À la veille de la rentrée parlementaire, la tension reste palpable au sein de la majorité présidentielle. Malgré la réunion interinstitutionnelle récemment convoquée par le président Félix Tshisekedi pour apaiser les tensions, le mouvement initié contre le bureau de l’Assemblée nationale dirigé par Vital Kamerhe continue de prendre de l’ampleur.
Les députés à l’origine de ces pétitions ont franchi une nouvelle étape en sollicitant l’appui officiel de l’Union pour la Démocratie et le Progrès Social (UDPS/Tshisekedi), le parti présidentiel, première force politique à l’Assemblée nationale.
Mercredi 10 septembre 2025, une délégation des pétitionnaires a rencontré Augustin Kabuya, député national et secrétaire général de l’UDPS, afin d’exposer leurs motivations et de demander l’accompagnement du parti pour faire aboutir leur démarche.
« Vous avez entendu depuis longtemps qu’il y avait des pétitions qui se signaient et c’était comme un secret. Aujourd’hui, les pétitionnaires ont pris l’engagement ferme de rencontrer l’autorité principale du parti UDPS. Nous savons que l’UDPS est parmi des formations politiques ayant plus de députés à l’Assemblée nationale avec notamment toutes ses mosaïques. Nous avons sollicité son soutien, le soutien du parti présidentiel pour nous accompagner dans cette démarche législative, dans cette démarche politique, dans la démarche parlementaire que nous avons », a expliqué le député Samuel Yumba Mwanabute, porte-parole du collectif.
À l’issue de cette rencontre, Augustin Kabuya a indiqué qu’il soumettra la question au président Félix Tshisekedi avant toute décision officielle.
« Nous nous sommes tous compris là-dessus, c’est une démarche parlementaire, je dois me référer à la haute autorité politique de référence, son Excellence Félix-Antoine Tshisekedi », a-t-il déclaré.
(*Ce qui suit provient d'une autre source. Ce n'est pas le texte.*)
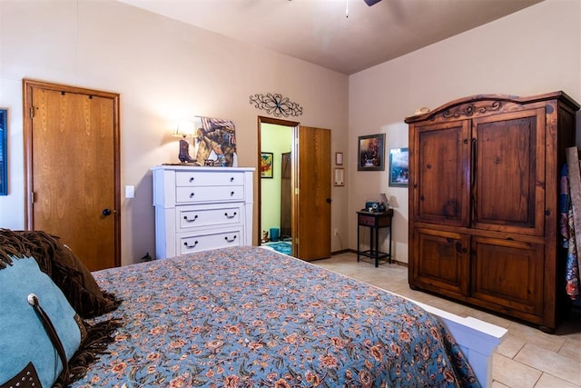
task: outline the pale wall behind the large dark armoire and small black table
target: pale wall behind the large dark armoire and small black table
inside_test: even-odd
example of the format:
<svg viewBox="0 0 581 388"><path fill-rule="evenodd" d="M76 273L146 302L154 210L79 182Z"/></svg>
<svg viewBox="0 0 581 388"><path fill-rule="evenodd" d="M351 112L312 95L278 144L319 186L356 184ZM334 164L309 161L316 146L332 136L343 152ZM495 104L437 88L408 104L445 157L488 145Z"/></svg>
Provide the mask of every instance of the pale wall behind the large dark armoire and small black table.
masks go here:
<svg viewBox="0 0 581 388"><path fill-rule="evenodd" d="M349 153L357 138L386 134L386 148L408 145L406 116L479 94L539 95L563 90L581 102L581 2L546 0L513 15L350 76ZM581 131L581 117L577 127ZM577 136L579 139L580 136ZM577 140L579 141L579 140ZM355 162L353 162L355 163ZM349 224L369 197L387 192L399 207L394 255L408 262L408 190L385 172L349 169ZM349 245L356 245L355 229Z"/></svg>

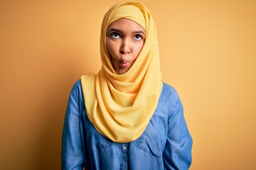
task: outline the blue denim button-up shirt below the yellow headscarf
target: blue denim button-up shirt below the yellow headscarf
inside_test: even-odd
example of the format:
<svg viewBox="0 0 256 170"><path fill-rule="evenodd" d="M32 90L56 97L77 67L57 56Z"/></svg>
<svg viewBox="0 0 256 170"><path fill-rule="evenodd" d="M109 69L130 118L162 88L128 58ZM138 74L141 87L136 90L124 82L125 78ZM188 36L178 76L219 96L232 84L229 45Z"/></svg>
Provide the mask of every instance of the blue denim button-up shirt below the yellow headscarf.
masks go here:
<svg viewBox="0 0 256 170"><path fill-rule="evenodd" d="M137 140L112 142L87 117L80 80L70 92L63 126L62 169L188 169L192 138L178 94L163 83L158 106Z"/></svg>

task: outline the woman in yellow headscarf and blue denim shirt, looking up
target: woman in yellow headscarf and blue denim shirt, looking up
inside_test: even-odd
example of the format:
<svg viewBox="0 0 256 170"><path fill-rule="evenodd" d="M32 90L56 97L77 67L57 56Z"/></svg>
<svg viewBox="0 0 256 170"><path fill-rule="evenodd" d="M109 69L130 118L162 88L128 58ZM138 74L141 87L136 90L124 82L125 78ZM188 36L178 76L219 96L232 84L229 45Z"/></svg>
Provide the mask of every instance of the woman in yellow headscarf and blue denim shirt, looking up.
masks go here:
<svg viewBox="0 0 256 170"><path fill-rule="evenodd" d="M154 20L138 2L102 21L102 68L70 92L62 169L188 169L192 139L176 91L161 82Z"/></svg>

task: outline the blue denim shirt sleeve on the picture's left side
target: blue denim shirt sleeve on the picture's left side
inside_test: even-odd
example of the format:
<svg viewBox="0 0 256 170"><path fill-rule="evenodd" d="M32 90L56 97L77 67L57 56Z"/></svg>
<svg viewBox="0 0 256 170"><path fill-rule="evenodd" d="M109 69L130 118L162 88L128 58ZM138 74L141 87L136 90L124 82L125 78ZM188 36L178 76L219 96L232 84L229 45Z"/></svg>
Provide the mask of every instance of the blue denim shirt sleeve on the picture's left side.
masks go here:
<svg viewBox="0 0 256 170"><path fill-rule="evenodd" d="M68 106L63 125L61 169L82 169L84 166L84 154L80 135L80 114L78 98L74 92L70 92Z"/></svg>

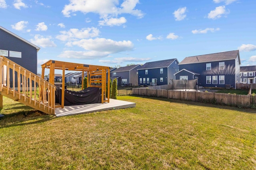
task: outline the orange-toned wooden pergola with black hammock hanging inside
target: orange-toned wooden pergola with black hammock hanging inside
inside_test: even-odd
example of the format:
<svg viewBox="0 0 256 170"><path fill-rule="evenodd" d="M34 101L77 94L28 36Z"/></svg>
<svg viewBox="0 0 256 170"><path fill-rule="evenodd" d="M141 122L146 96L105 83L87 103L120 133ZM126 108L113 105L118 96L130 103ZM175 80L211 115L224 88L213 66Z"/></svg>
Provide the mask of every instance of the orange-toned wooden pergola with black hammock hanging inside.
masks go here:
<svg viewBox="0 0 256 170"><path fill-rule="evenodd" d="M107 96L110 96L110 89L106 90L106 82L108 82L108 87L110 82L110 67L108 66L96 66L96 65L88 65L88 64L78 64L78 63L68 63L63 61L54 61L49 60L46 63L42 64L42 78L44 78L45 68L50 69L49 82L54 84L54 70L62 70L62 88L65 87L65 70L69 71L82 71L82 87L84 86L84 72L87 71L87 87L99 87L102 90L102 103L108 102L109 97L106 100ZM106 76L106 72L108 73L108 77ZM107 79L108 78L108 79ZM64 108L64 90L62 90L62 103L61 107ZM60 106L56 106L60 107Z"/></svg>

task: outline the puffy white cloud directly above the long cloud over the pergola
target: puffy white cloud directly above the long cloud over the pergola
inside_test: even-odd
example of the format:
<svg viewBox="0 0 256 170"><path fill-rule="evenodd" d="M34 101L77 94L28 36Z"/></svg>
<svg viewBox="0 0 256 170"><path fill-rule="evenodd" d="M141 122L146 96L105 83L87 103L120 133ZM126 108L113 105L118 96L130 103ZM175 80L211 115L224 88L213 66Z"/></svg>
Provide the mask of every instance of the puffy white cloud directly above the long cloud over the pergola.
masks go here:
<svg viewBox="0 0 256 170"><path fill-rule="evenodd" d="M72 28L69 31L60 31L61 35L57 35L56 38L61 41L72 41L77 39L85 39L91 37L97 37L100 33L99 29L95 27L82 28L81 30Z"/></svg>

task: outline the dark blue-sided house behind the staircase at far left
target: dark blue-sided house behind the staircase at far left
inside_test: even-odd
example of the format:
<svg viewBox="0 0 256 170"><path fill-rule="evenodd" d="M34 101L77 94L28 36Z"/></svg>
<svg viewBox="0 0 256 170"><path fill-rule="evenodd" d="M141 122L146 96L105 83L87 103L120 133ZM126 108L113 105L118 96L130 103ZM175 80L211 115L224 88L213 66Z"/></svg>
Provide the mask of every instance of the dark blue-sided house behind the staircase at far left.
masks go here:
<svg viewBox="0 0 256 170"><path fill-rule="evenodd" d="M39 47L1 26L0 39L0 55L37 74L37 52L40 50ZM4 79L6 80L6 78ZM12 71L10 72L10 81L12 81Z"/></svg>

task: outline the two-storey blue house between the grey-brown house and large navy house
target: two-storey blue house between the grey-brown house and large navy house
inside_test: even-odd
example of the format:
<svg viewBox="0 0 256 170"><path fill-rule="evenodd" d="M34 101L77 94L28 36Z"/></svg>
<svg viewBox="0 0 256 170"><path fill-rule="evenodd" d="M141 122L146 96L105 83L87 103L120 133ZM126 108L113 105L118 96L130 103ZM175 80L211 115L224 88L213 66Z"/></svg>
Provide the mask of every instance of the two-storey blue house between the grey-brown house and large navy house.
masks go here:
<svg viewBox="0 0 256 170"><path fill-rule="evenodd" d="M139 85L156 86L171 84L174 73L179 71L179 61L168 59L145 63L138 68Z"/></svg>

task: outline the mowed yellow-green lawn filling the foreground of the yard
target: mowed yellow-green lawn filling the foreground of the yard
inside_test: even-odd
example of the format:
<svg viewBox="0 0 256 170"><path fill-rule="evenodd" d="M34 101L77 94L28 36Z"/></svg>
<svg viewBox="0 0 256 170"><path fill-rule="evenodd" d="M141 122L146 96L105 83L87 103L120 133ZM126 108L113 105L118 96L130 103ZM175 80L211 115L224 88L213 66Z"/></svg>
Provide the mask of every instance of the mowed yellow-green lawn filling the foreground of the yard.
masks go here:
<svg viewBox="0 0 256 170"><path fill-rule="evenodd" d="M118 99L136 107L54 117L4 98L0 169L256 169L255 110Z"/></svg>

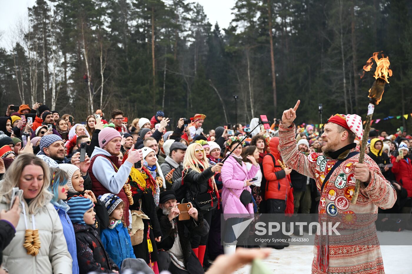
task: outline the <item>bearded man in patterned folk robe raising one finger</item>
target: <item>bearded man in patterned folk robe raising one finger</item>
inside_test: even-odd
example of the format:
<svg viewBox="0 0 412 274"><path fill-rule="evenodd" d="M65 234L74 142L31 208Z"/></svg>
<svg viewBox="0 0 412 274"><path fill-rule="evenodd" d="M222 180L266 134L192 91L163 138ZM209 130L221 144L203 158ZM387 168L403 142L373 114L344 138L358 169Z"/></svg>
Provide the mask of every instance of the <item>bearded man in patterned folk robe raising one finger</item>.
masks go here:
<svg viewBox="0 0 412 274"><path fill-rule="evenodd" d="M363 164L358 163L359 150L353 141L355 137L362 140L361 117L332 115L321 136L323 153L302 153L296 146L293 123L299 104L300 100L293 109L283 111L279 125L282 157L289 167L316 180L321 194L319 222L342 221L337 230L347 229L343 232L350 235L345 239L351 241L325 236L326 231L316 233L312 273L384 273L375 220L378 207L393 207L396 191L368 155ZM356 179L361 188L356 204L351 204ZM354 239L363 240L356 244Z"/></svg>

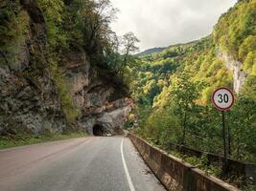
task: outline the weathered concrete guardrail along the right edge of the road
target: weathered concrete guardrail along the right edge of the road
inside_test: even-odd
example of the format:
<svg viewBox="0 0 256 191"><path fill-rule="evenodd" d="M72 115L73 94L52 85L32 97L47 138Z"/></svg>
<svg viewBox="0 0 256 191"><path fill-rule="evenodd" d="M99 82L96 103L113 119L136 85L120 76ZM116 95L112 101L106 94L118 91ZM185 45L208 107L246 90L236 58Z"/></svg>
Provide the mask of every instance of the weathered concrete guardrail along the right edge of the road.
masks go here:
<svg viewBox="0 0 256 191"><path fill-rule="evenodd" d="M172 191L237 191L228 183L207 176L182 159L167 155L142 138L128 134L142 158L163 185Z"/></svg>

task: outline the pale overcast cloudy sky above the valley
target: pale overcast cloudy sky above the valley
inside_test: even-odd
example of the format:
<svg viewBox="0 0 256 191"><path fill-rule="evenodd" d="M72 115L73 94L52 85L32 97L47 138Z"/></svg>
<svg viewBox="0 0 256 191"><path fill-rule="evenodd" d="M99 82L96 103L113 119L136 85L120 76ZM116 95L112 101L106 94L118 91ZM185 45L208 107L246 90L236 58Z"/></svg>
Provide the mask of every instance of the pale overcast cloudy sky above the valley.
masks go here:
<svg viewBox="0 0 256 191"><path fill-rule="evenodd" d="M210 34L221 13L237 0L111 0L119 9L112 29L134 32L141 51L188 42Z"/></svg>

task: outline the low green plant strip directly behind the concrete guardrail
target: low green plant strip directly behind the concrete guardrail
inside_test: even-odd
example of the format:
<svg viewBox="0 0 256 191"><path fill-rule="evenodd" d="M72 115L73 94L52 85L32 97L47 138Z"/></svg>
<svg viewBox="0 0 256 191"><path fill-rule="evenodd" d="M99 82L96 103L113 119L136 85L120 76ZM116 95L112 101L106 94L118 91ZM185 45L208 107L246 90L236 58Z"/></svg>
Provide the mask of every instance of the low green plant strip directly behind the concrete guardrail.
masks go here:
<svg viewBox="0 0 256 191"><path fill-rule="evenodd" d="M151 138L146 138L152 146L159 148L168 155L175 156L202 170L206 175L221 179L239 189L256 190L256 171L253 163L235 159L228 159L228 173L222 171L223 157L221 155L206 153L186 146L173 143L159 144Z"/></svg>

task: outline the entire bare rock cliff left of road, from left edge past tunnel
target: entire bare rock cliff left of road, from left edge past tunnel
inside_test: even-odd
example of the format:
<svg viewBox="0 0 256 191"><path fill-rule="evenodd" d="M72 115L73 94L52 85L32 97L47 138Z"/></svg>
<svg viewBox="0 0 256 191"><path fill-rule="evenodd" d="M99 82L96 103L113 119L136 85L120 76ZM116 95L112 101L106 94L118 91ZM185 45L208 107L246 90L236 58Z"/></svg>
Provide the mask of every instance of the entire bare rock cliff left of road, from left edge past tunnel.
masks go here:
<svg viewBox="0 0 256 191"><path fill-rule="evenodd" d="M101 135L122 133L131 104L124 96L126 91L110 74L91 66L86 53L76 45L63 53L64 61L60 63L81 113L76 122L67 123L44 54L47 49L44 15L35 1L20 3L29 30L24 39L12 44L17 50L12 59L0 50L0 134L39 135L68 129L84 129L89 134L96 131Z"/></svg>

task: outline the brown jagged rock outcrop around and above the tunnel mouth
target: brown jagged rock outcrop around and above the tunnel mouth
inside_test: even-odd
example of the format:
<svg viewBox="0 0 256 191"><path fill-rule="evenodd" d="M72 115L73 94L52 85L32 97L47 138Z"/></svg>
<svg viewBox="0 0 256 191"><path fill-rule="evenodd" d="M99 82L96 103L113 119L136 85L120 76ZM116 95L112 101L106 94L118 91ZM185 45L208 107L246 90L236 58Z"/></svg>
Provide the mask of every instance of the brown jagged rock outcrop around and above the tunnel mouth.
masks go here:
<svg viewBox="0 0 256 191"><path fill-rule="evenodd" d="M91 67L82 51L71 51L67 55L66 71L71 93L76 105L81 108L80 127L90 135L94 134L93 128L97 125L103 128L103 136L123 134L131 99L122 98L120 92L125 91L101 75L103 72L100 69L97 71Z"/></svg>

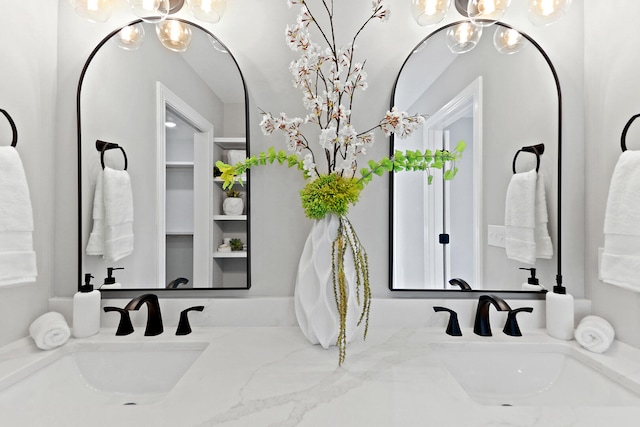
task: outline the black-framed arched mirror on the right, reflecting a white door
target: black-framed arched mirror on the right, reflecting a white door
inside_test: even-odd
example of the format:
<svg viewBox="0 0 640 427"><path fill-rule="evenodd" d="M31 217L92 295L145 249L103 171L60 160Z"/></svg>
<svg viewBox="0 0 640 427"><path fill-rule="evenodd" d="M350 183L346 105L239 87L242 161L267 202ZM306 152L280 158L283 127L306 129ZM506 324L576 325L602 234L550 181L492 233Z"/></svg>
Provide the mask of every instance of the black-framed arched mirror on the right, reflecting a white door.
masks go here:
<svg viewBox="0 0 640 427"><path fill-rule="evenodd" d="M484 27L470 49L469 43L456 44L461 25L466 22L425 38L394 87L392 105L423 114L426 122L422 132L393 139L392 150L453 149L460 140L467 148L452 181L436 175L426 185L421 172L392 176L390 288L460 291L449 281L461 278L473 290L532 291L542 288L523 286L531 276L523 269L534 268L539 283L551 289L560 275L561 250L557 74L528 35L496 23ZM505 47L504 37L518 44ZM526 172L538 159L543 181L537 182L543 182L545 194L535 208L547 212L548 222L540 228L549 239L547 251L540 253L538 244L534 261L525 263L505 247L514 230L505 217L506 195L514 165L516 172ZM543 221L544 215L536 218Z"/></svg>

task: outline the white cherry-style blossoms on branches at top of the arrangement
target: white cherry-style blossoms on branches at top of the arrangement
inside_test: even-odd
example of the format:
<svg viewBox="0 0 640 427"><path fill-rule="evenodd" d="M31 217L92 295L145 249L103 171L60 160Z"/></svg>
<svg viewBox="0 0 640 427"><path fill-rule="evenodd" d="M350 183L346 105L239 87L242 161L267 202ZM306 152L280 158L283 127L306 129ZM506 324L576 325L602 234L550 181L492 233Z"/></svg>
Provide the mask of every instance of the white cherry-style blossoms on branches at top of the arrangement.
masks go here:
<svg viewBox="0 0 640 427"><path fill-rule="evenodd" d="M301 125L317 126L317 138L324 151L318 158L327 159L327 173L352 174L355 172L358 156L364 156L367 148L373 145L372 131L375 128L380 127L386 136L395 133L403 138L414 132L424 122L424 118L419 115L410 116L394 107L387 111L375 128L358 134L351 125L354 98L356 91L367 89L368 82L364 70L366 61L357 61L355 56L357 34L348 43L334 45L337 40L334 42L336 34L332 15L328 15L330 25L321 28L320 22L326 20L316 21L315 13L319 13L322 8L315 9L312 14L305 0L287 0L287 4L289 7L300 5L296 23L286 27L285 39L287 45L299 54L289 64L289 71L293 76L293 86L303 92L302 102L308 113L304 118L291 119L284 113L276 117L265 113L260 128L265 135L276 129L284 132L287 148L298 154L305 153L305 175L314 178L318 169ZM389 19L389 10L385 8L383 0L372 0L371 6L371 14L364 25L374 19ZM311 27L314 29L311 30ZM322 44L312 41L311 33L317 34L317 29L321 29L327 36L326 39L321 38Z"/></svg>

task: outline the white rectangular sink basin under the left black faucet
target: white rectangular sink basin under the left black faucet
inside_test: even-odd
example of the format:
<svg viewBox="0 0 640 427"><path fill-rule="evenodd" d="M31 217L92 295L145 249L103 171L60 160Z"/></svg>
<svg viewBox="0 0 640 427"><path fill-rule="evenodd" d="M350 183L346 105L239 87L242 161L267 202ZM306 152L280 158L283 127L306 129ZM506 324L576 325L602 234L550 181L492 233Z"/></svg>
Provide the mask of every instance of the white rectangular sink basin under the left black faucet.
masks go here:
<svg viewBox="0 0 640 427"><path fill-rule="evenodd" d="M80 404L157 402L180 381L208 343L149 342L68 344L42 363L19 372L1 389L0 403L64 394Z"/></svg>

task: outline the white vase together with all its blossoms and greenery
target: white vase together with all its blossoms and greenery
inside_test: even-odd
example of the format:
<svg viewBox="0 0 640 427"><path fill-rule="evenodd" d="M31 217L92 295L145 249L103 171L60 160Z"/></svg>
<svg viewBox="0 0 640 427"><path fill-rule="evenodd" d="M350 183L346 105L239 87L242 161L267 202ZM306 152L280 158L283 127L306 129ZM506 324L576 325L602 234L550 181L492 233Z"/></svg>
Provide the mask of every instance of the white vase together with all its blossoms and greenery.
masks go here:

Samuel Yumba a par ailleurs précisé que plus de 200 signatures avaient déjà été collectées en faveur des différentes pétitions visant les membres du bureau. Il a tenu à rassurer l’opinion publique sur la légalité et la légitimité de la démarche.
« C’est aussi pour nous pétitionnaires l’occasion de fixer toute la population de la RDC que les pétitions qui ont été lancées, il y a longtemps, bénéficient déjà de plus de 200 signatures. Nous avons accompli à la fois la condition de recevabilité de toutes les pétitions pour les membres du bureau visés, que la population reste calme. C’est une affaire des députés, une affaire interne des enfants de la maison. Que personne ne transforme ce qui se passe ici en une [affaire] d’espace géopolitique, ceci ou cela », a-t-il insisté.
La session ordinaire de septembre 2025 s’ouvre ce lundi 15 septembre, conformément à l’article 115 de la Constitution. Si elle est traditionnellement consacrée à l’examen du budget, elle devra également traiter d’autres sujets urgents, dont le fonctionnement interne du Parlement et la situation sécuritaire préoccupante dans l’Est du pays.
Le président Félix Tshisekedi a récemment exhorté Vital Kamerhe et le Premier ministre Sama Lukonde à veiller à une rentrée parlementaire « sereine », placée sous le signe des priorités nationales.